Il reste là, son enthousiasme ; il le rentre en ses pieds, le pousse du talon dans le sol, immobile. Il n’a pas le droit de danser de joie ! Il est respectable. Ah ! l’envie qu’il lui prend de fondre sur cette chère binette que la glace lui renvoie, de la couvrir de baisers… Non. Il reste calme, digne. Il sourit seulement, avec bienveillance, un sourire qui flatte, encourage. Il se tourne, se retourne, prend des attitudes. Même en chemise, il a bon genre, il est comme il faut. Aussi quel succès !

Et s’allonge sur un divan, les pieds en l’air, savoure du Sarcey pour se donner des idées, et sûr d’avoir de quoi dire le soir :

« Si je pensais à quelque chose ? »

C’est çà. Il va penser à quelque chose.

Il pense…

Et regarde sa chambre, le paravent japonais, très chic, le japonais, très « chambre de garçon » son lavabo, muni d’un attirail à rincer trois cocottes ; sa bibliothèque aux inamovibles livres, tous reliés. Rien que des œuvres complètes.

Voilà. Il pense.

À cet effet, il prend un canif et sculpte ses ongles, entame une chanson sur la lettre M qui vaguement dessine des airs.

Et une heure, sa machine tourne en rond sur les deux roues de sa chanson et de ses ongles, dans une prostration d’intellect, sans qu’il s’ennuyât, ni dormît, ni fût idiot, comme cela parce qu’il n’est pas autrement. Il vit, voilà tout.

Un événement le tire de ce mode de végétation. Le médium ne s’ellipsoïse pas à l’instar des autres. Ça le décide à remuer quelques idées.

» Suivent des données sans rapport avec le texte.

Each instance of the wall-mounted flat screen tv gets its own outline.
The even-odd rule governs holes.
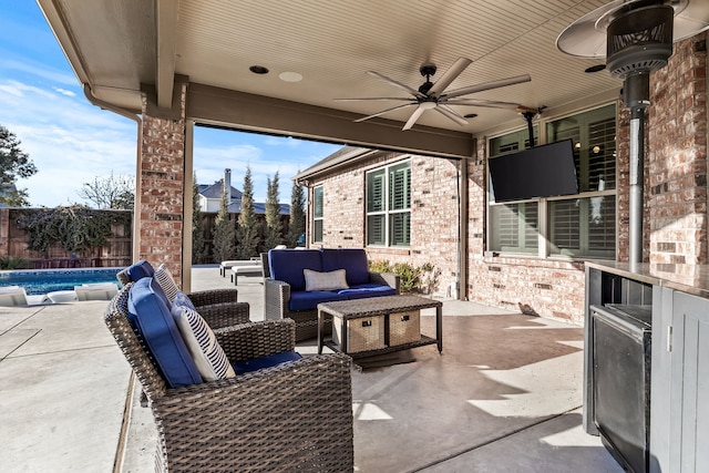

Et rumine que Pivert est un marchand de graisse, que les pantalons vont se porter larges,qu’il est temps d’ « arriver ». À quoi ? À quelque chose. Le malheureux ne se trouve pas assez quelque chose. Et grouillent des bouts de sermons digérés : une carrière ! une position ! Mets-toi dans le commerce si tu n’es bon qu’à cela.

Toutes choses qui se passent à un endroit précis de sa tête, un peu en arrière de l’ongle qu’il taille, un peu en avant de la chanson qu’il fredonne. Pas tout-à-fait au zéro de conscience, à un demi-degré.

Car Victor n’est pas un imbécile. Il a une cervelle qui marche assez bien, qui accroche même des idées. Seulement c’est un peu dur à mettre en marche. Il en faut des événements pour que çà remue. S’il veut… Ah ! s’il voulait. Mais c’est « Il » qui ne veut pas souvent. Voici sa tête, et le voilà, « Il ». Toute sa vie se passe à côté de sa conscience.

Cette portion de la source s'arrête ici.